Mit der Kamera aktiv, da sieht man auch verschiedene andere Dinge, die beim normalen Fahren untergehen.

Den "richtigen" Vogel schoss ich ab, als ich nach dem Berg Lange Straße nicht wie gewohnt rechts Richtung Pferdeställe abbog, sondern geradeaus fuhr. Da flatterte etwas in der Luft, das im ersten Moment wie ein kleiner Drachen aussah. Beim Näherkommen suchte ich den dazugehörigen Jungen, sah keinen, und nun war klar, dass es ein Vogel war. Und was für einer! Er flatterte da in der Luft, und blieb auf der Stelle. So etwas hatte ich noch niemals gesehen, und ich fotografierte natürlich. Dann kam eine Dame auf mich zu, die ein Pferd am Halfter führte, und ich sagte. "Das ist ein Künstler". Und sie sagte: "Ja, das ist einer der Falken, die hier irgendwo ihr Zuhause haben". Klasse, da freute ich mich, durch eine nur kleine Geste Information bekommen zu haben und einen netten Menschen kennenlernte.

Bei Susanne, die mit Moritz unterwegs war, wärmte ich mich ein wenig auf und spielte ihr die Bilder auf den Rechner.
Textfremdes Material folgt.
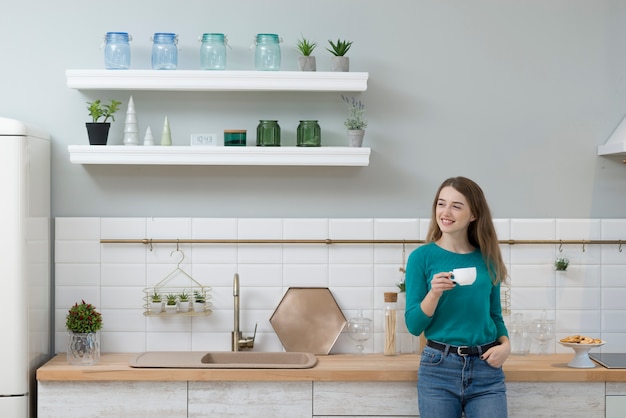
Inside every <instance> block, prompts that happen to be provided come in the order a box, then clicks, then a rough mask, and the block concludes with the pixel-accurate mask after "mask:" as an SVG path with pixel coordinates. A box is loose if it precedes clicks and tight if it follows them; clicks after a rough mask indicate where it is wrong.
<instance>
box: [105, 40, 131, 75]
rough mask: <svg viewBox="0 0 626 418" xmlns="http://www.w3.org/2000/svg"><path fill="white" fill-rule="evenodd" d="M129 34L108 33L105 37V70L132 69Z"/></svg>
mask: <svg viewBox="0 0 626 418" xmlns="http://www.w3.org/2000/svg"><path fill="white" fill-rule="evenodd" d="M131 40H132V37H131V36H130V35H129V34H128V32H107V33H106V35H105V36H104V68H106V69H107V70H128V69H129V68H130V43H129V42H130V41H131Z"/></svg>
Heute mal nicht in völliger Dunkelheit nach Werne fahren, auchn nicht schlecht. Beinahe wäre ich nicht weit gekommen. Am ersten Kreisel kam ein Audifahrer auf mich zugeschossen, bremste erst im letzten Moment - aber da stand ich auch schon, kopfschüttelnd!
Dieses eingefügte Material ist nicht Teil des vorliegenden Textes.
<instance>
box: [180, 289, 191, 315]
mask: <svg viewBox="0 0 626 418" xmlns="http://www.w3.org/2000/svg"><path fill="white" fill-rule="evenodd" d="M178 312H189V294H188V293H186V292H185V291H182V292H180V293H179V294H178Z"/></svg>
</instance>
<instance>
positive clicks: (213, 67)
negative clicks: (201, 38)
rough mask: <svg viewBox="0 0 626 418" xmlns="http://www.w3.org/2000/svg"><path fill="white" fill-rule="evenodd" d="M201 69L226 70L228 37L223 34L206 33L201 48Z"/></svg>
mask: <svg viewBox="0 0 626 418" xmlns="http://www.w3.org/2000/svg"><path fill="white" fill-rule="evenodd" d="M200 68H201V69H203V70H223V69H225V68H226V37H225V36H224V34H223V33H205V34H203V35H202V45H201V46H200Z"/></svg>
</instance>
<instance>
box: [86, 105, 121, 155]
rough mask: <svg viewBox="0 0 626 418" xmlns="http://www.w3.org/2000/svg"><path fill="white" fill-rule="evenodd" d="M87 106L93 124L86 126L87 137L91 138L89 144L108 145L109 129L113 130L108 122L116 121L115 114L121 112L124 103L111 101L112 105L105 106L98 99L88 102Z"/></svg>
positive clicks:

Weihnachtszeit, da müssen die Glocken im Kopf läuten, damit man immer hellwach bleibt.

Damit fast fertig. Am Abend kam noch eine Mail von Franziska, die mir sehr nett und tiefschürfend schrieb. Auch darüber wird die Tage zu berichten sein - als Einstimmung auf das Heilge Fest, auf meine Art!